Heteroscedastic models of the noise uncertainty have been used in image super-resolution [4] and also exploited for spatially adaptive task loss weighting in multi-task learning [5]. However, these parametric methods are restricted to unimodal, symmetric distributions, which are not necessarily realistic. Testtime augmentation has been used to perturb the data and thus infer the uncertainty from the differences in predictions [6,7]. In these approaches, the estimated uncertainty will depend wholly on the model’s lack of invariance to the chosen augmentations: this may suggest that the models are undertrained or lacking capacity.
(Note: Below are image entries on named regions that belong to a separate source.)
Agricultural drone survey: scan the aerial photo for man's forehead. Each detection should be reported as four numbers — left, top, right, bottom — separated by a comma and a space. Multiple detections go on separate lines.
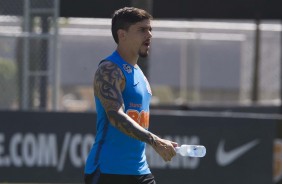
134, 20, 151, 28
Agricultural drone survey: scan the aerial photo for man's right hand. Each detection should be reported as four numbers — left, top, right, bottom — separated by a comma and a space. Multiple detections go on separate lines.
152, 136, 178, 162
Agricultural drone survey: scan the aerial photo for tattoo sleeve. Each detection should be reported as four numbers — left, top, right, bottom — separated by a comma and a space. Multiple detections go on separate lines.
94, 61, 156, 146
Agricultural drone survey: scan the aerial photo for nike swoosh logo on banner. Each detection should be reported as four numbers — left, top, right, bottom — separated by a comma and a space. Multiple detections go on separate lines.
216, 139, 259, 166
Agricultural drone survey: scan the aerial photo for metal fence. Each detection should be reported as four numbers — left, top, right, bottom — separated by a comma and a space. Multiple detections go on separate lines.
0, 0, 59, 110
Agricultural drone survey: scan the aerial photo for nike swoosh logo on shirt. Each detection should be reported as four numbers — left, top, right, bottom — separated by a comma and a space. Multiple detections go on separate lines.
216, 139, 259, 166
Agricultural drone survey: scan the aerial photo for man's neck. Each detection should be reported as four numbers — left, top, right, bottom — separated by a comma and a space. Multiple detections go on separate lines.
117, 47, 139, 66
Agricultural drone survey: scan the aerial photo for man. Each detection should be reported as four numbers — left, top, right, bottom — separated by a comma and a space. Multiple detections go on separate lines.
85, 7, 177, 184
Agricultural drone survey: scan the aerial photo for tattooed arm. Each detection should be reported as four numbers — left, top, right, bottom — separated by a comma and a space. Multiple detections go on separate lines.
94, 61, 177, 161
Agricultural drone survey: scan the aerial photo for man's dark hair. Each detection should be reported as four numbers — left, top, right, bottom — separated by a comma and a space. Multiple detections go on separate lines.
112, 7, 153, 43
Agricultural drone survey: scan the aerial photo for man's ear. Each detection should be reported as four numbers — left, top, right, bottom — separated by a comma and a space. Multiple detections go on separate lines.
117, 29, 126, 41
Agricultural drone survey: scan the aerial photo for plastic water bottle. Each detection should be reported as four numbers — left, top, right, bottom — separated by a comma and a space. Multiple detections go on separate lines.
175, 144, 206, 157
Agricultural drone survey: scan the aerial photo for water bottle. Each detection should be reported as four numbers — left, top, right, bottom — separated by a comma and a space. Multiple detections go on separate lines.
175, 144, 206, 157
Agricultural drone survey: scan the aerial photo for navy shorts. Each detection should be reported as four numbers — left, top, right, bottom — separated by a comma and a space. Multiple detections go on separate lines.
84, 170, 156, 184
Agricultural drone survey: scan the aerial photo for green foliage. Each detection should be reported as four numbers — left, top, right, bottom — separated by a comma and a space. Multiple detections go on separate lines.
0, 58, 17, 109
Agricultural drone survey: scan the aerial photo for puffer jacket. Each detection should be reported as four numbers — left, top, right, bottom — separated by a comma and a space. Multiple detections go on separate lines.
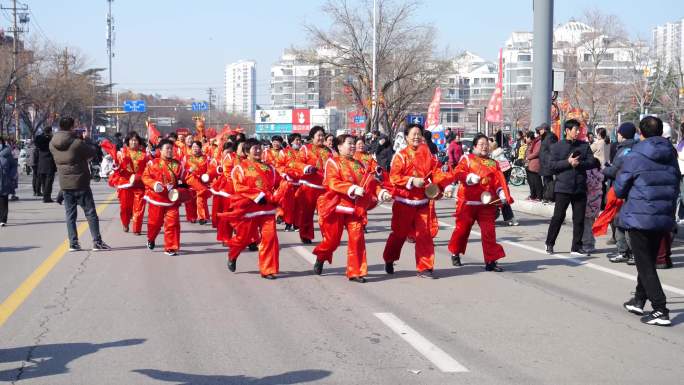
613, 136, 682, 231
50, 131, 96, 190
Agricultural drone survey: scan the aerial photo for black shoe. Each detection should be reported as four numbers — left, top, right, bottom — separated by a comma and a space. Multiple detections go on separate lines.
641, 310, 672, 326
622, 298, 646, 315
314, 259, 324, 275
385, 262, 394, 274
485, 261, 503, 273
608, 254, 629, 263
93, 241, 112, 251
416, 270, 437, 279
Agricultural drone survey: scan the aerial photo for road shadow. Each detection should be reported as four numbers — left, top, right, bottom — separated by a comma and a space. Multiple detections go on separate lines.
133, 369, 332, 385
0, 338, 146, 383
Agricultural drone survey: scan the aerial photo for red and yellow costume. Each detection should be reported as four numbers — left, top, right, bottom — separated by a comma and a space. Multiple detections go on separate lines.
449, 154, 513, 263
313, 156, 382, 278
226, 160, 280, 276
295, 144, 332, 240
184, 155, 211, 223
210, 153, 237, 242
109, 147, 150, 233
383, 144, 446, 272
142, 158, 185, 251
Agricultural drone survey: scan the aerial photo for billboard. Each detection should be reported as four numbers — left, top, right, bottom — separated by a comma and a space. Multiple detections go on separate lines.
254, 110, 292, 124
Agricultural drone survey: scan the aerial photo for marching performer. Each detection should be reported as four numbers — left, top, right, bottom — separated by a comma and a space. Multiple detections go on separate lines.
110, 131, 150, 235
296, 126, 332, 244
276, 133, 303, 232
313, 134, 391, 283
221, 139, 280, 279
184, 141, 211, 225
142, 140, 185, 255
449, 134, 513, 272
383, 124, 446, 278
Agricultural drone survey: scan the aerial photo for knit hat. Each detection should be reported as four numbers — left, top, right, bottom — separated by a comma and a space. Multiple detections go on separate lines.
618, 122, 636, 139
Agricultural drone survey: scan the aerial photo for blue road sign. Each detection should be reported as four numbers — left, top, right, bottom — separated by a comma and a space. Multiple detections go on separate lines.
123, 100, 147, 112
192, 102, 209, 111
406, 114, 425, 125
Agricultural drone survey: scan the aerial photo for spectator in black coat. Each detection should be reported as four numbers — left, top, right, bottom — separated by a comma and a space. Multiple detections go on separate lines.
546, 119, 599, 255
375, 136, 394, 172
36, 127, 57, 203
536, 123, 558, 202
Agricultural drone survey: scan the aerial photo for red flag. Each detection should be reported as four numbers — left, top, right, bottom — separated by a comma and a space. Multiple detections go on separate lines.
147, 122, 161, 144
100, 139, 117, 162
485, 49, 503, 123
427, 87, 442, 127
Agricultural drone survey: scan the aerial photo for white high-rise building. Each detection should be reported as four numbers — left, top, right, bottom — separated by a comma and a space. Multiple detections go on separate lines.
226, 60, 256, 118
653, 18, 684, 67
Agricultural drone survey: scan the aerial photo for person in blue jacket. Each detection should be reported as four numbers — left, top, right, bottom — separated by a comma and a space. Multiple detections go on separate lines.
613, 116, 682, 326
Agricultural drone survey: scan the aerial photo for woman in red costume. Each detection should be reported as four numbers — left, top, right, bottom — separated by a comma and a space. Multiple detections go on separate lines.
296, 126, 332, 244
227, 139, 280, 279
383, 124, 445, 278
142, 140, 185, 255
109, 131, 150, 235
449, 134, 513, 272
313, 134, 391, 283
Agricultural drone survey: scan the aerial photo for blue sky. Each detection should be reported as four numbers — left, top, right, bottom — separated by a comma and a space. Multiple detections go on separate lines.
5, 0, 684, 104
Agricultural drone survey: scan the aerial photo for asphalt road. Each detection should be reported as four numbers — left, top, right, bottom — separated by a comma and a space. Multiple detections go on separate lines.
0, 175, 684, 385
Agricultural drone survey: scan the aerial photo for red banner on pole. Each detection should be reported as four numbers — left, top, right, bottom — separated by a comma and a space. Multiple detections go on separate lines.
485, 49, 503, 123
427, 87, 442, 127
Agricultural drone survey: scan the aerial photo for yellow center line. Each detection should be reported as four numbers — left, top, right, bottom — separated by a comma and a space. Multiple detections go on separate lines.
0, 193, 115, 327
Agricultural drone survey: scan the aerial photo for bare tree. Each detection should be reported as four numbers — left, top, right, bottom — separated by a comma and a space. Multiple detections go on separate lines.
305, 0, 449, 135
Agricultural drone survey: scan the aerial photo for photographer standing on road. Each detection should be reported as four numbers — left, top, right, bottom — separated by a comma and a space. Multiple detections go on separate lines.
50, 117, 110, 251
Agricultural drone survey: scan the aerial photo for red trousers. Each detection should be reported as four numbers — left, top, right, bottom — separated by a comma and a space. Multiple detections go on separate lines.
313, 213, 368, 278
118, 188, 145, 233
147, 204, 180, 250
279, 182, 297, 225
185, 190, 209, 222
449, 205, 506, 263
295, 185, 325, 240
211, 195, 226, 228
382, 201, 435, 271
228, 215, 280, 275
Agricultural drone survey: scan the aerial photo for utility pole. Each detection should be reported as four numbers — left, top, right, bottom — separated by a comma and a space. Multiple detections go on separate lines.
107, 0, 119, 132
0, 0, 28, 140
207, 87, 214, 126
530, 0, 564, 130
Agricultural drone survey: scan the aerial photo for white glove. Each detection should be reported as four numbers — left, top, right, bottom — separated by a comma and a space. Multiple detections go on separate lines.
466, 172, 480, 186
411, 178, 425, 188
380, 190, 392, 202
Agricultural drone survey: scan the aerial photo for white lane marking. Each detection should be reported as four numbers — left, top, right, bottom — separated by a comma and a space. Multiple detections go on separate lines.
294, 246, 316, 265
439, 221, 684, 295
373, 313, 468, 373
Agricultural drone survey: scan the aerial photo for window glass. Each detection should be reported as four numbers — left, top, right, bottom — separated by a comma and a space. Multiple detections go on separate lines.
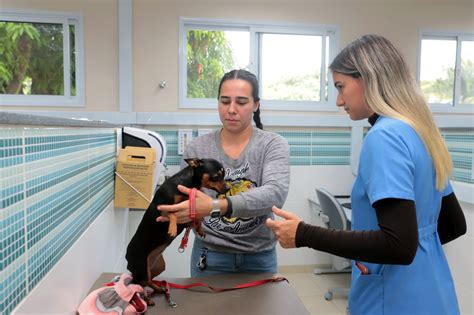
420, 39, 456, 105
186, 30, 250, 99
0, 10, 84, 106
179, 18, 339, 111
0, 22, 64, 95
459, 41, 474, 105
260, 34, 322, 101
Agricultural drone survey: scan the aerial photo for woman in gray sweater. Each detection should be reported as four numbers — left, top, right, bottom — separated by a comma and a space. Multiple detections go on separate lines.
159, 70, 290, 277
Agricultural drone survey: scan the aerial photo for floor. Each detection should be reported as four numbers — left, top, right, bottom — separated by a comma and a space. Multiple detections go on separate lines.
278, 266, 350, 315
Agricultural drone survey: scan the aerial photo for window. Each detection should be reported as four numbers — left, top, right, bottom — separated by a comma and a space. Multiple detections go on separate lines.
0, 10, 84, 106
419, 32, 474, 112
179, 18, 339, 111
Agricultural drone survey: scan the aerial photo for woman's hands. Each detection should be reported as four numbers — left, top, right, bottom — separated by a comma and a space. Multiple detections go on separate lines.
266, 206, 301, 248
156, 185, 212, 224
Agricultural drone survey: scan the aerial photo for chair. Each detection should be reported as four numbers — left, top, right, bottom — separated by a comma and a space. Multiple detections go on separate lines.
314, 188, 351, 301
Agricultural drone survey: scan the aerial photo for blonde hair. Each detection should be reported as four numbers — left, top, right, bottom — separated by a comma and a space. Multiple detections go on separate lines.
329, 35, 453, 191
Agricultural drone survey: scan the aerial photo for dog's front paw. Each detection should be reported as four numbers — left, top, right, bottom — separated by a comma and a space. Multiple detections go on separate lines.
168, 224, 178, 237
196, 225, 206, 238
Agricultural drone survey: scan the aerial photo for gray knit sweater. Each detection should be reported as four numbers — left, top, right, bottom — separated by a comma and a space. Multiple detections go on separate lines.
181, 128, 290, 253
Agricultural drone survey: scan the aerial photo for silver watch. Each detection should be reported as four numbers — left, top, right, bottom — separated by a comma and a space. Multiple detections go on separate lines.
209, 199, 221, 218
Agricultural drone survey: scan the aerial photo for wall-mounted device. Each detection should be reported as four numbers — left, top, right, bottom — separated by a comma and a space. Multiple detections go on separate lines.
121, 127, 166, 188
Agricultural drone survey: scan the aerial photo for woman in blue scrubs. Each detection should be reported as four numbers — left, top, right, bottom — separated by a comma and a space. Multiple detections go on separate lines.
267, 35, 466, 315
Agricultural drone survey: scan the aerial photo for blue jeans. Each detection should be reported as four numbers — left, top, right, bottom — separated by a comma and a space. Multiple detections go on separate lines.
191, 239, 278, 277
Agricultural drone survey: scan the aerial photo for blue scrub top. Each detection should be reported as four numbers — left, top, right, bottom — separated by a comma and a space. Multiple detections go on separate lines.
349, 116, 459, 315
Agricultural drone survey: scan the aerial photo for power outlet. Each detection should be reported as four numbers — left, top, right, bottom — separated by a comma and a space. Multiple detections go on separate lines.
198, 128, 212, 137
178, 129, 193, 155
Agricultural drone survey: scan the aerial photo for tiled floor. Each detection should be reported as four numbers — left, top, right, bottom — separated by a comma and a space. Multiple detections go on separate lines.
279, 267, 350, 315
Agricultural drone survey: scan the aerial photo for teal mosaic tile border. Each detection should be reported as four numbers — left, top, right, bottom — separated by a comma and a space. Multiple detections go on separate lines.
441, 128, 474, 184
0, 128, 116, 314
150, 128, 351, 166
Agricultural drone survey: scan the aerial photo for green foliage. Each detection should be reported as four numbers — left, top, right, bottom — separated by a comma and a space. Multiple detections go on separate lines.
186, 30, 234, 98
421, 60, 474, 104
0, 22, 69, 95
While decomposing errors may be useful, other solutions exist. Predictive Intervals (PIs) estimate a lower and upper bound for an observation, such that the observation falls inside these bounds some chosen (high) percentage of the time: for a 95% PI, we would expect 95 of 100 observations to lie within the interval. Pls should satisfy the following properties: (a) to be as small as possible, while (b) still enclosing the appropriate fraction of results. This can be enforced through the loss function [8]. In this work, we propose an extension of this method for application to counting tasks. We first describe different methods to perform counting tasks and assess uncertainty over measurements before presenting the loss function. We then describe the proposed amendment which is more flexible and stabler to train.

2. Methods

2.1. Uncertainty in Counting

The overall aim of this work is to compute a predictive interval that (a) minimises the interval width, whilst (b) ensuring that the interval contains the appropriate percentage of results. Here we introduce several techniques to count cells and associated methods to calculate predictive intervals. While they present a novel contribution in their own right, these methods of counting are introduced here as a baseline against the method proposed in Sect. 2.3. These baseline methods do not explicitly regress a predictive interval. Instead, we use the multiple outputs from the models (e.g. MC samples or M-heads) to sample predictions of count. Although we could simply use percentiles of these results to calculate intervals, these perform badly (the true count is often not within the obtained bounds). In order to mitigate this issue and introduce a fair comparison, the predictive intervals for each method below are calibrated post hoc following [9]: we transform the bounds affinely until they encompass a fraction f > 1 – α on the validation data. This transformation is then applied to the test-set estimates.

Segmentation-Based

One counting method is to learn a segmentation of the input image and use connected-components analysis to determine the number of individual objects. To calculate uncertainty, we use three different approaches. We use Monte-Carlo samples of a network trained with dropout to produce N segmentation maps, counting the objects for each of the N. Secondly, we measure the number of objects at different thresholds of the output confidence map of the network. As the confidence threshold increases, fewer pixels will remain in the ‘foreground’ class. Finally, we also use M-heads [3], which produces M estimates of the segmentation with one forward pass of the network. This method produces a diverse mode-seeking ensemble, so higher variability in the heads may indicate that the model is more uncertain of the segmentation. For these methods, our target is the segmentation from Fig. 1.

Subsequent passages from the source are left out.